A LINGUAGEM DO TEXTO
1. No título do texto (“O não, o sim, a felicidade”) e em trechos como
“Uma geração teve o não. A outra teve o sim”, as palavras não e sim desempenham um papel que não é o de advérbio.
a) A que classe gramatical elas pertencem nessas
situações? Por que ocorre essa alteração de classe gramatical?
b) Em qual das frases abaixo ocorre o mesmo
fenômeno?
• “Nossas angústias eram simples, menos
existenciais.”
• “Este uma é da madrugada”
• “Havia aquela intolerância, contra a qual
brigávamos.”
2. Em algumas situações, o texto faz uso de linguagem figurada.
Observe estes trechos:
“[...] havia intolerância, levava-se uma existência cinza”
“[...] cuidado, aí tem areia movediça?”
Explique o sentido que as expressões destacadas
nesses trechos têm no contexto.
3. No 11º parágrafo, foram empregados sinais gráficos e abreviaturas em “P...q...p,
pô... ***grtfhun#$% trá-lá-lá!”. O que sugerem esses recursos?
Leia este cartum, de Quino:
(Quino. Humano se nace. Barcelona: Lumen, 1991. p. 32.)
1. O cartum está dividido em três cenas. Na primeira cena, um homem
está caminhando em direção ao futuro. Observe seus gestos, sua expressão física
e a linha que indica a trajetória de seus passos. O que eles significam?
2. Na segunda cena, a expressão facial e corporal do homem se
modifica. O que há em
comum entre a expressão do homem e o pensamento
dele?
3. Na última cena, um grupo de jovens se dirige ao futuro.
a) Observe a expressão corporal deles. O que ela
transmite?
b) Caracterize o lugar para onde os jovens se
dirigem.
c) Todos os jovens apresentam nas costas um sinal.
Que tipo de sinal é esse, e o que ele representa?
4. Tanto o cartum de Quino quanto o texto de Ignácio de Loyola
Brandão abordam o tema do jovem e da sucessão das gerações.
a) Na segunda cena, o homem do cartum faz referência
a uma fé que sempre lança os jovens à frente.

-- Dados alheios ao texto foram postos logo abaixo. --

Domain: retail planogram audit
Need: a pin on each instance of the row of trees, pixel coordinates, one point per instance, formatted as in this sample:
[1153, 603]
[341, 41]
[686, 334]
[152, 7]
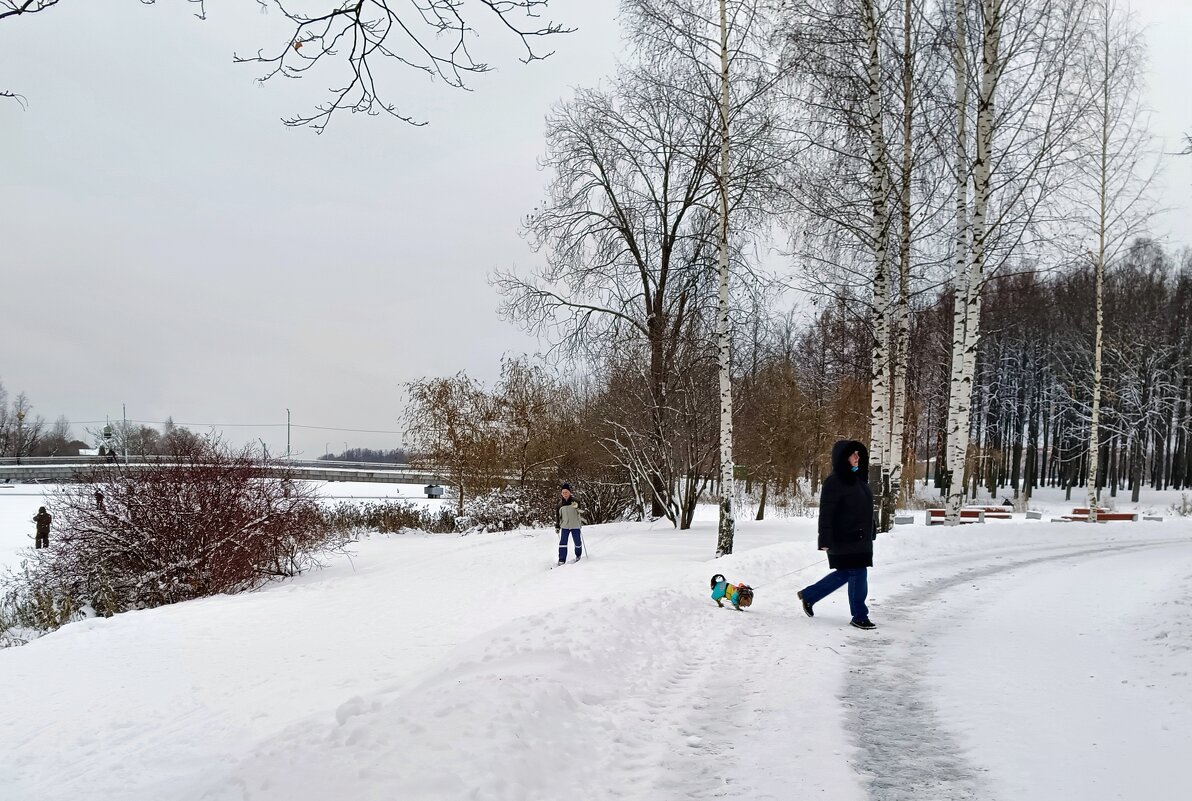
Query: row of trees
[913, 154]
[25, 434]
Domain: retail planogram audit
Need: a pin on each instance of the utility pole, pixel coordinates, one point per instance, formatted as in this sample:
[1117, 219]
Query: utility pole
[20, 420]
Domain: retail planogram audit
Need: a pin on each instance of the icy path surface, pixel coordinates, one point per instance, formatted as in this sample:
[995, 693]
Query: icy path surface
[1017, 662]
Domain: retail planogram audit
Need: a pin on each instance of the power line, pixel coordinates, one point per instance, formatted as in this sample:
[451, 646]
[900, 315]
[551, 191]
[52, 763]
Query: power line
[316, 428]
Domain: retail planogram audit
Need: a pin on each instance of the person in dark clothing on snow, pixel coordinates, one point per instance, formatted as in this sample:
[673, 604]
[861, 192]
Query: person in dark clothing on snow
[567, 520]
[846, 532]
[43, 520]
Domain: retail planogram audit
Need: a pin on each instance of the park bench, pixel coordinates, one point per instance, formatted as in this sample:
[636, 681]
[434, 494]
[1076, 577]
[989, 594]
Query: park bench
[994, 513]
[1080, 514]
[939, 516]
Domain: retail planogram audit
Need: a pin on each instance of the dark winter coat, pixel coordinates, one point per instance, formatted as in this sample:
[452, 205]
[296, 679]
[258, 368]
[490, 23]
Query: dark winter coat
[846, 510]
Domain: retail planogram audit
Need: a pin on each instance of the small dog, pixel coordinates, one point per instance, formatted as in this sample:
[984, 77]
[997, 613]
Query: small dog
[739, 595]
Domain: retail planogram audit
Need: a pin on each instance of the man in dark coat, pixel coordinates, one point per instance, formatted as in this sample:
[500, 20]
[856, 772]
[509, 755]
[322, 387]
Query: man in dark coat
[43, 528]
[846, 532]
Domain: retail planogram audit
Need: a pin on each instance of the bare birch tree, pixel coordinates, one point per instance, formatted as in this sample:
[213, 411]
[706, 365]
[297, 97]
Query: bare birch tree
[731, 35]
[1028, 51]
[1113, 181]
[357, 42]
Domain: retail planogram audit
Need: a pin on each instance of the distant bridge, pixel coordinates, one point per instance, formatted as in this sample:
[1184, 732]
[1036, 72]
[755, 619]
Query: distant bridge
[60, 470]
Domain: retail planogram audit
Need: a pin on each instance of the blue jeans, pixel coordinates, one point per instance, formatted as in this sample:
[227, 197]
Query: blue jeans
[857, 578]
[563, 542]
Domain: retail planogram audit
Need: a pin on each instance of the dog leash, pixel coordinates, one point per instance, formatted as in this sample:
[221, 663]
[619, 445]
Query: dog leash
[799, 570]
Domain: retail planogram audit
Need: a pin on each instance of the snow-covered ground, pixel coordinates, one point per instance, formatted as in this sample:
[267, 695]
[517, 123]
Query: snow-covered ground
[1013, 660]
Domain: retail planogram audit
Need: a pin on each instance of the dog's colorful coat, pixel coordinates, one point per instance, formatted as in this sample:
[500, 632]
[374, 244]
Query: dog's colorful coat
[739, 595]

De acordo com o texto de Loyola,
o jovem atual tem essa força? Justifique sua resposta.
b) No cartum de Quino, todos os jovens fazem
movimentos semelhantes e caminham para a mesma direção, como se não tivessem
autonomia ou como se fossem robôs. Qual das frases abaixo tem relação com esse
aspecto do cartum?
• “Namoram, telefonam sem parar, pedem aos pais um
cigarro para experimentar”
• “Na permissividade atual, neste final de século do
sim, estas angústias se complicaram extremamente para os adolescentes e
jovens.”
• “Nem existem sonhos ou utopias, o que se quer é
ter dinheiro, status, vida confortável.”
c) Em relação ao jovem de hoje e ao futuro da
humanidade, o cartum de Quino apresenta uma visão mais otimista ou mais
pessimista que o texto de Loyola? Justifique sua resposta.
Trocando ideias
1. Você é o jovem de hoje, retratado tanto na crônica de Loyola
quanto no cartum de Quino. Você acha que sua geração é apática, só quer ter
dinheiro, status e vida confortável?
2. O texto opõe dois modelos de educação familiar, um tradicional e
outro moderno. Você acha que a educação que vem recebendo dos seus pais se
assemelha à que é descrita pelo narrador como o modelo atual? Explique.
3. Na sua opinião, os pais devem estabelecer alguns limites para o
jovem? Por quê?
4. O narrador dá o exemplo do pai liberal que dá um cigarro ao filho.
Você acha isso certo? Por quê?
5. Tanto o texto de Loyola quanto o cartum de Quino expressam o ponto
de vista de que o jovem de hoje está perdendo sua força transformadora. Dê sua
opinião: O jovem atual é solidário e participante? Comente.